Definition
The amount of engine power available beyond what is required to maintain level flight at a given airspeed and configuration. Excess power is what an aircraft uses to climb; rate of climb is directly proportional to the power excess divided by the aircraft's weight.
Plain English
The leftover engine power after the airplane has used what it needs just to stay flying level. That leftover power is what lets the airplane climb.
Context Anchor
Seen in aircraft performance discussions and rate-of-climb graphs, especially where the handbook compares power available with power required.
Derivation
Excess comes from the Latin excedere, 'to go beyond.' Power excess literally means power that goes beyond what is currently needed — the surplus available for climbing.
Why Pilots Care
It determines how fast the aircraft can climb and whether it can clear obstacles after takeoff.
Analogy
Think of power like income and level flight like the bills that must be paid first.
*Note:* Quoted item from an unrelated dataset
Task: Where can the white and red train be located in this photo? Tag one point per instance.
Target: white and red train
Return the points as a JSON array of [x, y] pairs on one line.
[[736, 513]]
Power excess is what is left over after those bills are paid; that leftover is what the airplane can use to climb.
Grounding Statement
If an airplane needs 100 horsepower to hold altitude and the engine is producing 140, the 40 horsepower difference is the power excess — and that surplus is what lifts the airplane upward.
Intuition Check
Power excess does not mean unused throttle or wasted power. It means power above what level flight needs, and that surplus is what makes climbing possible.
Example Sentence 1
At higher altitudes the engine produces less power, so the power excess decreases and the rate of climb drops off.
Example Sentence 2
As airspeed increases beyond that point, power excess shrinks and rate of climb drops.